Morphological Parsing

Due Wednesday 4/4/01, by class time. Submit your code via HSP . Be prepared to do a brief (five minutes) demo of your program in class, including explanation of your approach to the problem and any features of your solution that strike you as interesting.

I encourage you to work with a partner or two on this and all non-exam assignments for this class.

The Input

Your program will take three text files as input.

  1. A file consisting of nouns whose plural forms are irregular. Each line of this file will contain a singular noun followed by a comma, followed by the plural of the noun.

  2. A file consisting of one noun per line. The nouns may be singular or plural, regular or irregular. For effective testing of your program, you'll want some of each.

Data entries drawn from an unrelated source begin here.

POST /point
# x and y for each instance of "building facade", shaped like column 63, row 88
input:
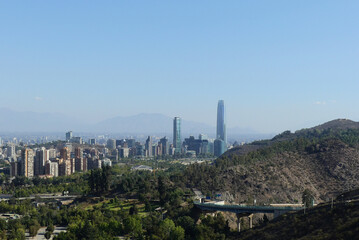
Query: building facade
column 177, row 143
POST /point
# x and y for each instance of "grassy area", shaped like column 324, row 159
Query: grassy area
column 114, row 205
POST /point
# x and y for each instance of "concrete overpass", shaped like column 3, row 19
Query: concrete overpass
column 247, row 210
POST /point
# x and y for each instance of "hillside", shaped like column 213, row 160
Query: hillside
column 321, row 222
column 323, row 160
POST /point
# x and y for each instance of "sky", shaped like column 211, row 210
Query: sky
column 278, row 65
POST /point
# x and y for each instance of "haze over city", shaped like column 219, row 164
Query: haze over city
column 278, row 65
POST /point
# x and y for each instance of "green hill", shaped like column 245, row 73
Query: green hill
column 323, row 159
column 317, row 223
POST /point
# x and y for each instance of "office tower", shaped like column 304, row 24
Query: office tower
column 221, row 122
column 111, row 144
column 165, row 146
column 66, row 168
column 69, row 136
column 77, row 140
column 177, row 134
column 52, row 153
column 27, row 163
column 219, row 147
column 148, row 146
column 124, row 152
column 65, row 153
column 131, row 142
column 11, row 153
column 140, row 150
column 14, row 169
column 78, row 152
column 197, row 145
column 106, row 162
column 42, row 155
column 52, row 168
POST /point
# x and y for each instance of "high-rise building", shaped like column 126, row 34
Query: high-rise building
column 221, row 122
column 52, row 168
column 68, row 135
column 111, row 144
column 165, row 146
column 148, row 146
column 11, row 153
column 177, row 144
column 27, row 163
column 42, row 155
column 219, row 147
column 78, row 152
column 65, row 153
column 197, row 145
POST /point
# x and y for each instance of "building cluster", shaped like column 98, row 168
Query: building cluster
column 75, row 156
column 53, row 163
column 191, row 146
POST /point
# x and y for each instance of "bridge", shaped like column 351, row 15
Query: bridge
column 247, row 210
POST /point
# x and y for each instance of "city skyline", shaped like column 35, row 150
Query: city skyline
column 278, row 65
column 221, row 122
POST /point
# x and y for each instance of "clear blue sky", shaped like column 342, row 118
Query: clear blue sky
column 277, row 64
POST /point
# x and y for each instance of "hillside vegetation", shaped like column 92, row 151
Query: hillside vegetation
column 321, row 222
column 323, row 159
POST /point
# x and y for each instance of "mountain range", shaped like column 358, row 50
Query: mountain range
column 323, row 159
column 144, row 123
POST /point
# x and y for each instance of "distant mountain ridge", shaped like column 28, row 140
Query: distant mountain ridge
column 323, row 159
column 144, row 123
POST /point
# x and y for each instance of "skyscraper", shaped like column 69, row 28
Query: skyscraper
column 42, row 155
column 68, row 136
column 27, row 163
column 177, row 134
column 220, row 144
column 165, row 146
column 221, row 122
column 149, row 146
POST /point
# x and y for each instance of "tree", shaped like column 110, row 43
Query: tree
column 177, row 233
column 48, row 235
column 307, row 198
column 166, row 228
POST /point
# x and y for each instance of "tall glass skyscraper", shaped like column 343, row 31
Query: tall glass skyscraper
column 220, row 144
column 221, row 122
column 177, row 134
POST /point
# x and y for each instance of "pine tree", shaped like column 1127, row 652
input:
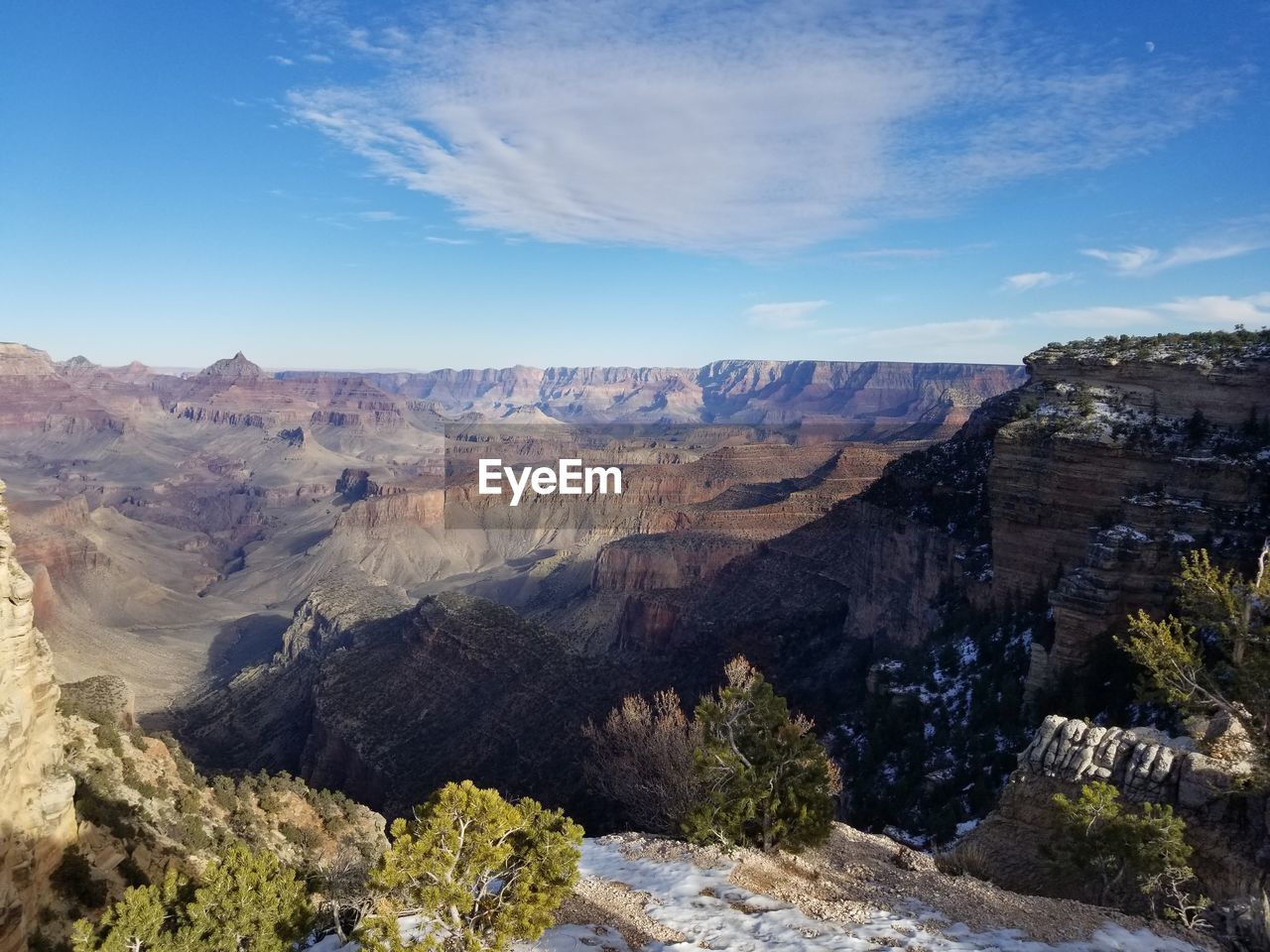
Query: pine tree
column 1137, row 860
column 1215, row 656
column 476, row 871
column 766, row 779
column 246, row 901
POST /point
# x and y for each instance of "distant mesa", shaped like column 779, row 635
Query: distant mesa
column 22, row 361
column 236, row 367
column 77, row 365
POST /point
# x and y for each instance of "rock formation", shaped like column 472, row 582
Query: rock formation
column 1229, row 829
column 37, row 812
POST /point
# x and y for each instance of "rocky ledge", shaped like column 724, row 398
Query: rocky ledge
column 37, row 811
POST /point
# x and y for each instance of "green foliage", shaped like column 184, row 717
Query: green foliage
column 304, row 837
column 643, row 760
column 1134, row 860
column 479, row 871
column 766, row 780
column 246, row 901
column 108, row 738
column 225, row 793
column 1215, row 656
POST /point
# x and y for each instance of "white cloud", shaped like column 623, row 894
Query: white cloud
column 1150, row 261
column 1030, row 281
column 784, row 315
column 1184, row 312
column 1101, row 317
column 725, row 127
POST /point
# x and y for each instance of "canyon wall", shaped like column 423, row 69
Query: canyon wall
column 1228, row 829
column 37, row 811
column 1118, row 468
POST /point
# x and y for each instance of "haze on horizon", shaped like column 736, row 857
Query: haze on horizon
column 325, row 184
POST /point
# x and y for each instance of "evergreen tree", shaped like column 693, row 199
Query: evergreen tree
column 766, row 779
column 1214, row 657
column 476, row 871
column 1134, row 860
column 248, row 902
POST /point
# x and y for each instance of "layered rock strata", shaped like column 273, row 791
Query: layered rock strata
column 37, row 811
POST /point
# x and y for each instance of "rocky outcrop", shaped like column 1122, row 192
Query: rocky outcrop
column 1116, row 467
column 388, row 698
column 881, row 397
column 37, row 812
column 1229, row 829
column 22, row 361
column 236, row 367
column 104, row 698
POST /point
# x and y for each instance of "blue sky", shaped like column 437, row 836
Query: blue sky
column 602, row 181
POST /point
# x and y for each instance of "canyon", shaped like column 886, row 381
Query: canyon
column 172, row 524
column 298, row 571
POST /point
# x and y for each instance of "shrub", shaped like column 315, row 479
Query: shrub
column 1133, row 860
column 225, row 793
column 766, row 779
column 643, row 758
column 191, row 833
column 1215, row 656
column 303, row 837
column 477, row 871
column 246, row 901
column 108, row 738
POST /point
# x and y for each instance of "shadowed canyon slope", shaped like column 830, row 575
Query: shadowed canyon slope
column 171, row 524
column 973, row 529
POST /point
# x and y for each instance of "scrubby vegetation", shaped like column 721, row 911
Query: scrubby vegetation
column 766, row 780
column 248, row 900
column 643, row 760
column 475, row 871
column 1211, row 347
column 1213, row 656
column 940, row 729
column 1135, row 860
column 742, row 772
column 141, row 797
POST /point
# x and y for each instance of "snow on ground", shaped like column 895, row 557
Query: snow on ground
column 712, row 912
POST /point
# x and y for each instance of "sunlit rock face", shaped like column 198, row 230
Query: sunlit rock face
column 37, row 812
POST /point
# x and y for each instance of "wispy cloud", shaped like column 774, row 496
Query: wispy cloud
column 1206, row 311
column 784, row 315
column 1030, row 281
column 733, row 127
column 1144, row 261
column 896, row 254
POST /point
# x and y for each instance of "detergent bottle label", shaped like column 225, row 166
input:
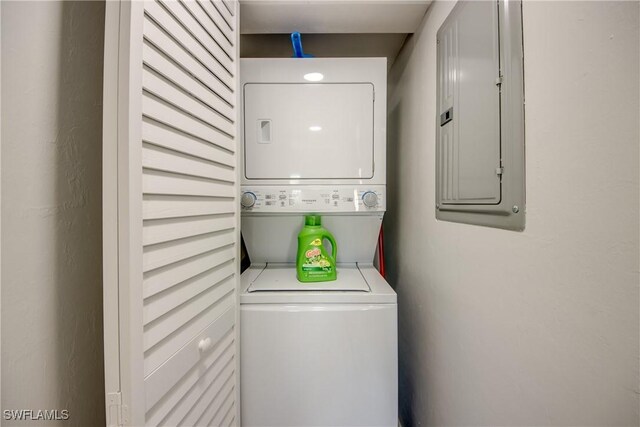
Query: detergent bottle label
column 316, row 261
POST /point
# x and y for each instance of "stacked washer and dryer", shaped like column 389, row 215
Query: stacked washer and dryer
column 321, row 354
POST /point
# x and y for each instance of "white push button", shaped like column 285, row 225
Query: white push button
column 370, row 199
column 248, row 199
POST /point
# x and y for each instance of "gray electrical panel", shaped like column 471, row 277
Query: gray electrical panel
column 480, row 115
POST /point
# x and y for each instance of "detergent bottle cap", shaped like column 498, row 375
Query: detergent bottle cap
column 312, row 220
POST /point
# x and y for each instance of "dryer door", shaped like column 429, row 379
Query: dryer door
column 308, row 131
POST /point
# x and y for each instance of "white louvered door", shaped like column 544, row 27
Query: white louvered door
column 171, row 221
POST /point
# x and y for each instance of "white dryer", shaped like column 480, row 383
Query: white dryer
column 315, row 354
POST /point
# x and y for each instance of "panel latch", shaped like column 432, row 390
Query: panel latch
column 115, row 416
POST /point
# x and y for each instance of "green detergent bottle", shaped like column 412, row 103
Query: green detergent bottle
column 314, row 264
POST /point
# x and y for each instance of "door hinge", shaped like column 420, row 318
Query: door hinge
column 117, row 413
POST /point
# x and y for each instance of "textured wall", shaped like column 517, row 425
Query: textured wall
column 539, row 327
column 51, row 209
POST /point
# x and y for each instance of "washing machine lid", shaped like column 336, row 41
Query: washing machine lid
column 282, row 277
column 277, row 284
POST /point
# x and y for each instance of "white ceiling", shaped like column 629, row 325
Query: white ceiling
column 331, row 16
column 323, row 45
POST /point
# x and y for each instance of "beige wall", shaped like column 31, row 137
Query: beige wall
column 51, row 209
column 539, row 327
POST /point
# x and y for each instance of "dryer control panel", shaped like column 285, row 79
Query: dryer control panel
column 317, row 199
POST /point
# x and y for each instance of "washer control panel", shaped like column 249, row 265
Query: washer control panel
column 338, row 198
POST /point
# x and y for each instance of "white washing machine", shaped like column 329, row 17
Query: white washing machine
column 315, row 354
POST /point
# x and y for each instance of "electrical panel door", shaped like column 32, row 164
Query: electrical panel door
column 469, row 106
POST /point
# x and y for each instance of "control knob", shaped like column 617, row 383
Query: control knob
column 248, row 199
column 370, row 199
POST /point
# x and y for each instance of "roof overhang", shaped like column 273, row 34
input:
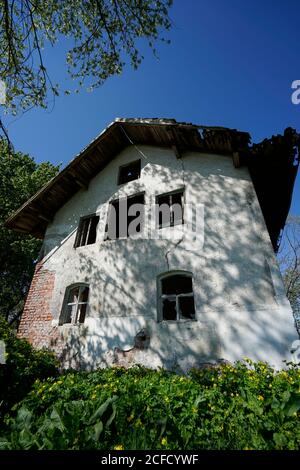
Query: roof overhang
column 34, row 216
column 273, row 165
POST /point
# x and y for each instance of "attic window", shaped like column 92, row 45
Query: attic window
column 75, row 304
column 87, row 231
column 170, row 209
column 129, row 172
column 177, row 297
column 125, row 217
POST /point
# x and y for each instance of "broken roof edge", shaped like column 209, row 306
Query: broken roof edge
column 161, row 122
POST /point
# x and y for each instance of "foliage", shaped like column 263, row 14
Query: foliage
column 20, row 178
column 100, row 34
column 289, row 261
column 246, row 406
column 23, row 366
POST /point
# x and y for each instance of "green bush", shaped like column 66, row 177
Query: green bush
column 23, row 366
column 246, row 406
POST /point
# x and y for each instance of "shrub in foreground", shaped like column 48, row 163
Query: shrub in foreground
column 22, row 367
column 246, row 406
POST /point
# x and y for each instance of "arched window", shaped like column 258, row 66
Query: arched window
column 176, row 297
column 75, row 304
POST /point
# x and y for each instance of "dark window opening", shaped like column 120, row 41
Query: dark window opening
column 169, row 209
column 87, row 231
column 125, row 217
column 75, row 305
column 177, row 297
column 129, row 172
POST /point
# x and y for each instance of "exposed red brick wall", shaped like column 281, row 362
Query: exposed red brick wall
column 36, row 321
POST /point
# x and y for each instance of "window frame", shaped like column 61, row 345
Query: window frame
column 171, row 223
column 121, row 167
column 80, row 229
column 161, row 297
column 66, row 304
column 108, row 215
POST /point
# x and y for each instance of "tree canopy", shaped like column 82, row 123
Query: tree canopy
column 20, row 178
column 101, row 35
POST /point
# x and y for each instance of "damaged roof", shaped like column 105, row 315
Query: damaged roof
column 272, row 164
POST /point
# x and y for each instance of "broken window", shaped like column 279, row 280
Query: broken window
column 169, row 209
column 177, row 297
column 75, row 304
column 129, row 172
column 125, row 217
column 87, row 231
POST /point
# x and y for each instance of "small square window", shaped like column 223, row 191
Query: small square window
column 169, row 209
column 75, row 305
column 87, row 231
column 177, row 297
column 129, row 172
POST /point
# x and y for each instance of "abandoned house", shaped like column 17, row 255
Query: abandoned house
column 194, row 283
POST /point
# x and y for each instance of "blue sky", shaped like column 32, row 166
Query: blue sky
column 230, row 63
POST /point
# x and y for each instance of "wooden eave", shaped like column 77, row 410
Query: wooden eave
column 35, row 214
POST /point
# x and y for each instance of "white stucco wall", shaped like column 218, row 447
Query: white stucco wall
column 241, row 308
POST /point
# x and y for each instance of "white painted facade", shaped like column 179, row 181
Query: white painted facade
column 241, row 307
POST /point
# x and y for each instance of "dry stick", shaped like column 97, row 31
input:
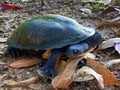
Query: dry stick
column 21, row 83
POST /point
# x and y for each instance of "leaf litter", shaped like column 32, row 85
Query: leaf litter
column 24, row 15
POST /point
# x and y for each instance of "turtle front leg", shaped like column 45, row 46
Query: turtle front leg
column 49, row 68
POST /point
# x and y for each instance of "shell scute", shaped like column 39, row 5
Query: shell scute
column 48, row 32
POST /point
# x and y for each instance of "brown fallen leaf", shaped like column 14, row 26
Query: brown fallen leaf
column 109, row 78
column 108, row 23
column 109, row 9
column 64, row 79
column 108, row 43
column 21, row 83
column 111, row 62
column 118, row 33
column 85, row 71
column 24, row 63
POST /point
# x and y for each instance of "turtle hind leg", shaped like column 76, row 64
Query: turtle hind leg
column 49, row 68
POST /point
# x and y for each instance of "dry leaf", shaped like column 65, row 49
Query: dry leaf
column 109, row 9
column 108, row 23
column 109, row 78
column 9, row 7
column 99, row 1
column 21, row 83
column 24, row 63
column 118, row 33
column 66, row 77
column 86, row 10
column 3, row 40
column 117, row 47
column 85, row 71
column 108, row 43
column 111, row 62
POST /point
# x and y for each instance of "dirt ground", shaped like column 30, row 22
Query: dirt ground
column 69, row 8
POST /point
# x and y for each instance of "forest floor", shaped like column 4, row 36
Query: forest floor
column 69, row 8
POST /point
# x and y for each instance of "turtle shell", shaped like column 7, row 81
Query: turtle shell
column 48, row 32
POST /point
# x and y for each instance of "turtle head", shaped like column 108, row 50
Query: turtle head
column 77, row 49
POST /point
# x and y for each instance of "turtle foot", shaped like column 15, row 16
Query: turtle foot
column 47, row 71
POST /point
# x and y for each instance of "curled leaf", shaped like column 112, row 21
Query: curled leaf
column 108, row 23
column 86, row 10
column 2, row 40
column 109, row 9
column 24, row 63
column 117, row 47
column 85, row 71
column 111, row 62
column 109, row 43
column 9, row 7
column 108, row 77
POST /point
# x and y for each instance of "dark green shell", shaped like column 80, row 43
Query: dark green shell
column 48, row 32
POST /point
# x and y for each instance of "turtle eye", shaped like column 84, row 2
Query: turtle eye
column 75, row 51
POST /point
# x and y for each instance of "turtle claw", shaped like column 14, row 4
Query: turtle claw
column 47, row 71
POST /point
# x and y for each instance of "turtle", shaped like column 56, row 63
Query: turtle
column 54, row 32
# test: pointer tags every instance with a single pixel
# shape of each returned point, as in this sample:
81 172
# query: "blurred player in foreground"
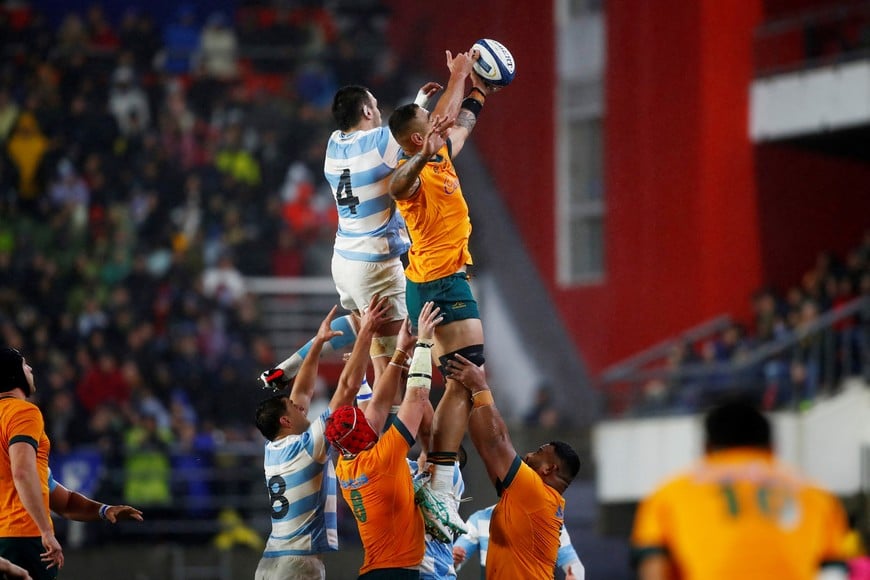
528 519
739 513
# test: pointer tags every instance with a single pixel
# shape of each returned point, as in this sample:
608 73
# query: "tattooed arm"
466 119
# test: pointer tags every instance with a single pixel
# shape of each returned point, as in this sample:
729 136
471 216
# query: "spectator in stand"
103 383
223 282
129 103
9 111
27 148
180 40
218 48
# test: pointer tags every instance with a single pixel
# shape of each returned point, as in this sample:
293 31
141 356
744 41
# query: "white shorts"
357 282
296 567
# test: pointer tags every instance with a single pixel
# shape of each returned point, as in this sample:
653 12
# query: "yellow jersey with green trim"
525 529
437 219
741 514
377 486
21 423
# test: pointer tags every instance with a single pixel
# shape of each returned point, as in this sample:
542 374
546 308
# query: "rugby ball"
496 64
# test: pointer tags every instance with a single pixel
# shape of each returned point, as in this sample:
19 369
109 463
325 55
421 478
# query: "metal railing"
801 364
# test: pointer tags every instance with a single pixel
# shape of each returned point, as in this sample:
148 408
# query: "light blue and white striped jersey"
300 479
477 539
358 167
438 558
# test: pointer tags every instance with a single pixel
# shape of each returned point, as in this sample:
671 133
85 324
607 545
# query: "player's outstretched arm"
13 571
405 180
471 107
306 380
460 68
391 379
354 370
425 94
416 398
73 505
486 426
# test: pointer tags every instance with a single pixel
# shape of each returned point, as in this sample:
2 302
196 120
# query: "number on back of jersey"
344 192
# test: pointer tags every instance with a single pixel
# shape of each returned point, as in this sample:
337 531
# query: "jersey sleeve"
26 426
393 446
52 484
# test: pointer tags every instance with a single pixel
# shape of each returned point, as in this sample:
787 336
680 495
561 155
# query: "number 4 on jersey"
344 192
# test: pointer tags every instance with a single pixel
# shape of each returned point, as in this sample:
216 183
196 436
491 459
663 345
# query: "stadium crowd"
813 359
145 168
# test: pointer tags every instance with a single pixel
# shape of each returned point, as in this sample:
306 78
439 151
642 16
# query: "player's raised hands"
436 135
460 64
429 89
406 339
430 317
324 332
471 376
376 314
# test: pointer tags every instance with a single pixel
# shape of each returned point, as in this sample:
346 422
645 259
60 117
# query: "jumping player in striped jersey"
300 477
476 540
528 518
360 156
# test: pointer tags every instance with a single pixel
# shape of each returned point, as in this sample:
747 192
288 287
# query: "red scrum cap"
349 430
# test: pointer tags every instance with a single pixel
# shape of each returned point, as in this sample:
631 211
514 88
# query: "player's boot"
440 513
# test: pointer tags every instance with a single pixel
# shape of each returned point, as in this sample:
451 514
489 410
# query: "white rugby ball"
496 64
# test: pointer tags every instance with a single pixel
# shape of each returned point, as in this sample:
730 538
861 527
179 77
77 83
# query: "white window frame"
579 99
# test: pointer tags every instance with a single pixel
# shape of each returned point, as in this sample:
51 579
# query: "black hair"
347 105
569 459
269 413
401 117
736 424
12 371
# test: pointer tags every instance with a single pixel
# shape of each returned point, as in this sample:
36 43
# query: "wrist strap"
482 399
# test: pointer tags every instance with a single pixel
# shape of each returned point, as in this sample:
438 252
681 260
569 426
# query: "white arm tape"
422 100
420 373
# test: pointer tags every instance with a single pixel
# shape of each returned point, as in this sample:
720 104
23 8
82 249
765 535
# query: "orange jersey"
437 219
524 532
741 514
21 423
377 486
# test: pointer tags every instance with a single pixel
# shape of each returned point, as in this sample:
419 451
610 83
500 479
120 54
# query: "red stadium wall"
682 237
691 222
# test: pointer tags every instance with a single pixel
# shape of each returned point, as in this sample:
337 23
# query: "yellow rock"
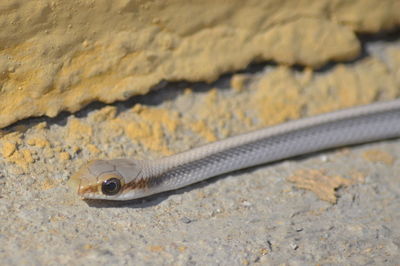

  3. A file consisting of one lexical representation of a noun on each line. For example, one such line might be "goose +N +PL".

The Output

Your program should take the names of the three input files as command-line arguments (for your users' convenience, please provide a correct usage statement if the program is executed with other than three arguments). The program should then deliver to standard output (cout) first a list of the lexical representations of the lines in file number 2, followed by the surface representations (i.e. the correct spellings) of the lines in file number 3.

For example, if file 2 is


	ox
	oxen
	ax
	axes
	socks
	sock

and file 3 is


	goose +N +PL
	moose +N +PL
	excuse +N +SG
	truce +N +PL
	truss +N +PL

then the output should be something like


	ox       ->     ox +N +SG
	oxen     ->     ox +N +PL
	ax       ->     ax +N +SG
	axes     ->     ax +N +PL
	socks    ->     sock +N +PL
	sock     ->     sock +N +SG
	
	goose +N +PL    ->    geese
	moose +N +PL    ->    moose
	excuse +N +SG   ->    excuse
	truce +N +PL    ->    truces
	truss +N +PL    ->    trusses

Advice

Try to develop a single finite state transducer that can be used in both directions. It's good to think of FSTs as two-way translators (among other things--see page 72 of Jurafsky and Martin). Also, I would develop a small FST class interface to isolate the translation code inside a small number of well-chosen functions.

The non-deterministic FSA search code on page 44 might be handy (in modified form, to be sure).

Work together. Need help finding a compatible work partner? Let me know.

Need an example to help you handle command-line arguments? Try slowmapwordcounter.cpp (developed to illustrate the C++ Standard Template Library "map" template, but it includes a small amount of command-line handling code).

Ignore my advice if it seems appropriate to do so.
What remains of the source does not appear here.